Johnson is the dean of CCC coaches despite coaching at Montgomery Academy for one year. In addition to his career as an MA lineman (1985-87) and an assistant at MA (1991-94) and coordinator at St. James (1995-96), he also served as head coach of the Trojans from 1997-2006, giving him 20 years in the conference.

And while Trinity didn’t set any school records with Granger Shook’s first year as the head coach, the Wildcats are making their 11th trip to the quarterfinals but first since 2010. It is also Trinity’s first 10-win season since 2010 (and 11th overall).

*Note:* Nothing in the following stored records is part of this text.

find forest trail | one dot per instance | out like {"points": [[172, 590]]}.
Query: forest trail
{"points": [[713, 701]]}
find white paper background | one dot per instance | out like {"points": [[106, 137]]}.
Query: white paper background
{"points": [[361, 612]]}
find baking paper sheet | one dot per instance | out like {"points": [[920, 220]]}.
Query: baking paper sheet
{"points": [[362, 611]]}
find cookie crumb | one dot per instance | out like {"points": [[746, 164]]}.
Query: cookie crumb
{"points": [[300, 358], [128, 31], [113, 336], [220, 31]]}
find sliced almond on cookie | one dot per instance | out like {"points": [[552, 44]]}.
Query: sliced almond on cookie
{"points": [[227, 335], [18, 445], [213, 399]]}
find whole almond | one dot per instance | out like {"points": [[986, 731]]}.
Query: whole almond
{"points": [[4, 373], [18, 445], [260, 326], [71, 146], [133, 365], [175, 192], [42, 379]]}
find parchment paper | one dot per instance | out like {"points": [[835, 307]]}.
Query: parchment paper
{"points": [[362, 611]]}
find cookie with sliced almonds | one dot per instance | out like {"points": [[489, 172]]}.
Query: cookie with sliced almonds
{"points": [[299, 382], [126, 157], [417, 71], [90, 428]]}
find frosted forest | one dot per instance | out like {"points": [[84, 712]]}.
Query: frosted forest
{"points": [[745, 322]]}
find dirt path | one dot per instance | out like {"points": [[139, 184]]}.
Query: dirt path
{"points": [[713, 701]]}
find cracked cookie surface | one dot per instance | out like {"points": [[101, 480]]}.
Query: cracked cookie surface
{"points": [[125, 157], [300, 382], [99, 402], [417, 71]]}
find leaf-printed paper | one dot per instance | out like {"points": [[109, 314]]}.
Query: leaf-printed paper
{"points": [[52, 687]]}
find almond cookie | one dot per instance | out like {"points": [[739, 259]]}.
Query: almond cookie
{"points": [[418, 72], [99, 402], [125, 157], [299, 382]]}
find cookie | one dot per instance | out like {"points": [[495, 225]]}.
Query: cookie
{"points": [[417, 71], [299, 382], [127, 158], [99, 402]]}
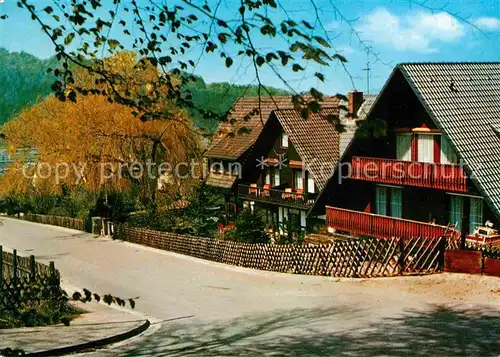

“We had a feeling ACA was really good and coming out and playing them as hard as we did and with MA being one of the biggest teams in the state and the skill guys to match it, I had a feeling those teams were pretty good,” Shook said. “I think we’re all doing a good job of getting our teams to hit their stride at the right time.”

St. James, the fifth team in the Capital City Conference, didn’t make it past the first round, the Trojans were part of history as well as all five CCC teams hosted a first-round playoff game for the first time.

As Blackwell noted, part of the reason for the postseason accomplishments of the CCC teams is the alignment of two teams in 4A and the remaining three teams in two different 3A regions. Had the three 3A teams been in the same region, only two could have hosted first-round games and it’s unlikely all three could have reached this point.

Had four been in the same classification – St. James was originally listed as a 3A program because of a clerical error, but the Trojans are only a few students away from being in 3A – it’s a good bet that not all of them would have made the playoffs.

“We all got favorable draws with our regions,” Blackwell observed. “It set up well with us for travel and our teams. But being spread out, it all changes if MA is in the same region with us (Trinity and Catholic). If St. James had 10 or 11 less kids, they’re in our region, too.

“We’d love to be together in the same region because our travel is down and we’re all going to play, but being spread out sets us up for opportunities like we’re getting ready to play. Here we are, an opportunity to showcase what Montgomery can really do and looking forward to good football the next couple of weeks.”

No other tri-county teams reached the AHSAA quarterfinals, but on six occasions at least five teams made quarterfinal appearances in the same year, most recently in 2006 when Montgomery Academy, Trinity, Elmore County, Prattville and Sidney Lanier all reached the quarterfinals.

Five area teams also reached the quarterfinals in 1989, 1990, 1996, 2002 and 2004. In 1995, six teams from the area reached the quarterfinals – Autaugaville, Billingsley, Wetumpka, Stanhope Elmore, Robert E. Lee and Jeff Davis.